01 Fevereiro 2017 | 17h12min

Nesta quarta-feira (1º) os vereadores Mauro Seibert (PP), Fernando Hallberg (PPL), Policial Madril (PMB) e assessores dos vereadores Pedro Sampaio (PSDB) e Valdecir Alcântara (PSL) conversaram com representantes do Sinttracovel (Sindicato dos Trabalhadores em Transportes Coletivo Urbano de Cascavel) para entender quais as implicações da regulamentação da função de agente de bordo.

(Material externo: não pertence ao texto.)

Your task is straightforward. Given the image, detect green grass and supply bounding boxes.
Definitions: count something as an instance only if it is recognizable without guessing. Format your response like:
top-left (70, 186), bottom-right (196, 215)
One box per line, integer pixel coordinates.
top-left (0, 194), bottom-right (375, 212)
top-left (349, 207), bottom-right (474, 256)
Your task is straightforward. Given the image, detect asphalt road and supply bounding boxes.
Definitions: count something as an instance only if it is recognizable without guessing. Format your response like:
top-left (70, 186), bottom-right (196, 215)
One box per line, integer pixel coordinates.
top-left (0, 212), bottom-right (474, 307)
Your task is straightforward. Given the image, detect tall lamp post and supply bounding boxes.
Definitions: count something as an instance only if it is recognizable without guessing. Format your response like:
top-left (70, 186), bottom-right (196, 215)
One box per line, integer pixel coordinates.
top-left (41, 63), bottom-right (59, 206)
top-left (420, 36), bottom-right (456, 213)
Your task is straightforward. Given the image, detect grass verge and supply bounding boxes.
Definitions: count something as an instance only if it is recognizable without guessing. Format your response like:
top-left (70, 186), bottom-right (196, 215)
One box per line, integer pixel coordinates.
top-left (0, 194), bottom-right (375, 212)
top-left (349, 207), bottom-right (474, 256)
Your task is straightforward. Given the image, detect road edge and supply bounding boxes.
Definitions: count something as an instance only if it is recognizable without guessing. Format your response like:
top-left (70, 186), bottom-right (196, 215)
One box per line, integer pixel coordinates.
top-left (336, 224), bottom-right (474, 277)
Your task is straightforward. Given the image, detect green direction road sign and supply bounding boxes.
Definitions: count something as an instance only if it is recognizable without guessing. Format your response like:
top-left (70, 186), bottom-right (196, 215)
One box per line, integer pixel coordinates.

O Projeto de Lei 2/2016 – aprovado pelos vereadores da legislatura passada no dia 20 de dezembro – obriga a presença do agente de bordo em pelo menos 30% dos veículos do transporte coletivo. Antes, porém, da troca de prefeito, Edgar Bueno (PDT) vetou a matéria, alegando que a medida criaria novas despesas às empresas de transporte e concomitantemente, aumentaria o valor da tarifa.

O Sindicato destaca que os agentes de bordo já fazem parte do quadro da empresa.  Caberia ao agente de bordo auxiliar os cadeirantes, portadores de necessidades especiais e idosos, prestar orientações e segurança ao usuário e ao motorista e, quando necessário, recarregar ou vender os cartões da bilhetagem eletrônica.

Os vereadores explicam que é necessário conversar com todos os envolvidos na questão para votar com responsabilidade na manutenção ou derrubada do veto, que deve acontecer nas primeiras sessões da Câmara, em fevereiro.

Posicionamento

Ouvidas a respeito do assunto, as empresas concessionárias do transporte coletivo, através de sua assessoria de imprensa, reiteram que a criação da função do agente de bordo, assim como a manutenção dos cobradores em seu quadro de empregados, apesar de o sistema funcionar há mais de um ano totalmente por bilhetagem eletrônica (sem pagamento em dinheiro nos ônibus), gera forte impacto na tarifa e força sua elevação para mais de 4 reais para manter os custos da operação.